A court in Kyiv has sentenced a Russian soldier to life in prison for killing an unarmed civilian in the early days of the Ukraine invasion. The verdict marks the first conviction of a soldier for war crimes since the conflict began at the end of February.
Vadim Shishimarin, a 21-year-old tank commander, pleaded guilty to having killed a 62-year-old man in a village in the northeastern Sumy region on February 28, four days into the war. He testified that he had shot the man from an open car window on the orders of two senior officers.
Shishimarin also told the court that one of his superiors had insisted the Ukrainian man be shot because he was speaking on his mobile phone at the time, and could have given their location away to Ukrainian forces.
During the trial, Shishimarin asked the widow of the victim to forgive him.
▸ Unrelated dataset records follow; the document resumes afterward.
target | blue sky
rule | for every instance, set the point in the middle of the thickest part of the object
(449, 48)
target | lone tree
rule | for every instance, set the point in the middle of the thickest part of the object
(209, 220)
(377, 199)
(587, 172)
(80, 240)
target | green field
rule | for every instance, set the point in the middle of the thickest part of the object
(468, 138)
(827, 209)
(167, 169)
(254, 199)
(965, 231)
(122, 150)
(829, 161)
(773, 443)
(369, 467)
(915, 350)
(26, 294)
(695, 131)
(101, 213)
His Ukrainian appointed defence lawyer, Victor Ovsyanikov, had argued last Friday that the 21-year-old was unprepared for the "violent military confrontation" and mass casualties that Russian troops had encountered during the invasion.
“Let’s try to put ourselves in the place of at least one of those people in that car, and in general,” Ovsyanikov said. "Did they understand that they had killed a person at the time, or did they just shoot from a machine gun and go on?”
Prosecutors held that the direction to fire had not come from Shishimarin's main commander and so had not constituted an order.
“The arguments of the defence are, so to speak, relevant to the line of defence, but I believe that this in no way refutes the evidence we have provided," prosecutor Andriy Synyuk said. "And I believe that they do not deny the guilt of Shishimarin himself in this criminal offence.”